To identify functionally relevant amino acids in the rat organic cation transporter 1 (rOCT1), 18 consecutive amino acids in the presumed fourth transmembrane alpha helix ( TMH) were mutated and functionally characterized after expression in Xenopus laevis oocytes. After mutation of three amino acids on successive turns of the alpha helix, K m values for tetraethylammonium ( TEA) and/or 1-methyl-4-phenylpyridinium ( MPP) were decreased. After replacement of Trp218 by tyrosine (W218Y) and Tyr222 by leucine (Y222L), the K m values for both TEA and MPP were decreased. In mutants Y222F and T226A, only the K m values for TEA and MPP were decreased, respectively. The data suggest that amino acids Trp218 and Tyr222 participate in the binding of both TEA and MPP, whereas Thr226 is only involved in the binding of MPP. Using the crystal structure of the lactose permease LacY from Escherichia coli that belongs to the same major facilitator superfamily as rOCT1, we modeled the tertiary structure of the presumed 12 transmembrane alpha helices.
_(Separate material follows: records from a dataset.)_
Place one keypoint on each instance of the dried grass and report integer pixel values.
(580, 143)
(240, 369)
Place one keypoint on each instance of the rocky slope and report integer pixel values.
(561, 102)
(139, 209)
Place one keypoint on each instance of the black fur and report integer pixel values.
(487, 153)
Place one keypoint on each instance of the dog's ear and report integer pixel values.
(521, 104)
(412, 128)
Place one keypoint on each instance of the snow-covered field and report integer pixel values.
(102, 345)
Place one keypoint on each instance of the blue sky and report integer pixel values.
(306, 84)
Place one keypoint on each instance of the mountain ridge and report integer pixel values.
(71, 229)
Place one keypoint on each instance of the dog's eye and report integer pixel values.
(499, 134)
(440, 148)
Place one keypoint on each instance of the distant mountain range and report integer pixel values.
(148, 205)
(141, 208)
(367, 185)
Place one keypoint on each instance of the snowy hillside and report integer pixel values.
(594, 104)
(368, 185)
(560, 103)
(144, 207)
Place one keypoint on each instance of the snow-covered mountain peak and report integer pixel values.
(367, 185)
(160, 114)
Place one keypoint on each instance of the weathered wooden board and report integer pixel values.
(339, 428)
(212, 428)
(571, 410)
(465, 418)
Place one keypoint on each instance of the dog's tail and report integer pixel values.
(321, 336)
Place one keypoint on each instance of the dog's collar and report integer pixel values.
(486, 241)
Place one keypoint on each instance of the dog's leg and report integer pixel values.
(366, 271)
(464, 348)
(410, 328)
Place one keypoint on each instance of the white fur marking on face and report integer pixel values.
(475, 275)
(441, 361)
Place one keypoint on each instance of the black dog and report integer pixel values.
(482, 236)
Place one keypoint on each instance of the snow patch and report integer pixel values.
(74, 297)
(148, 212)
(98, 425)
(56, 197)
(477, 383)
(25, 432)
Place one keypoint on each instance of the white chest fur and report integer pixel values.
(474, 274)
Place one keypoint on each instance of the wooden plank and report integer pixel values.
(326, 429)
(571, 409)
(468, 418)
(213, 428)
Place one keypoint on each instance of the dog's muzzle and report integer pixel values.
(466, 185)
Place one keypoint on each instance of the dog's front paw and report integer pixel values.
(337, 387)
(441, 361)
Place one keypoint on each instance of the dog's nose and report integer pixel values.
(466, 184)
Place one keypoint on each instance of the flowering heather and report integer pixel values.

The validity of the model was suggested because seven amino acids that have been shown to participate in the binding of cations by mutagenesis experiments [fourth TMH Trp218, Tyr222, and Thr226 ( this work); 10th TMH Ala443, Leu447, and Gln448 ( companion work in this issue of Molecular Pharmacology); 11th TMH Asp475 ( previous report)] are located in one region surrounding a large cleft that opens to the intracellular side. The dimensions of TEA in comparison with the interacting amino acids in the modeled cleft suggest that more than one TEA molecule can bind in parallel to the modeled conformation of the transporter.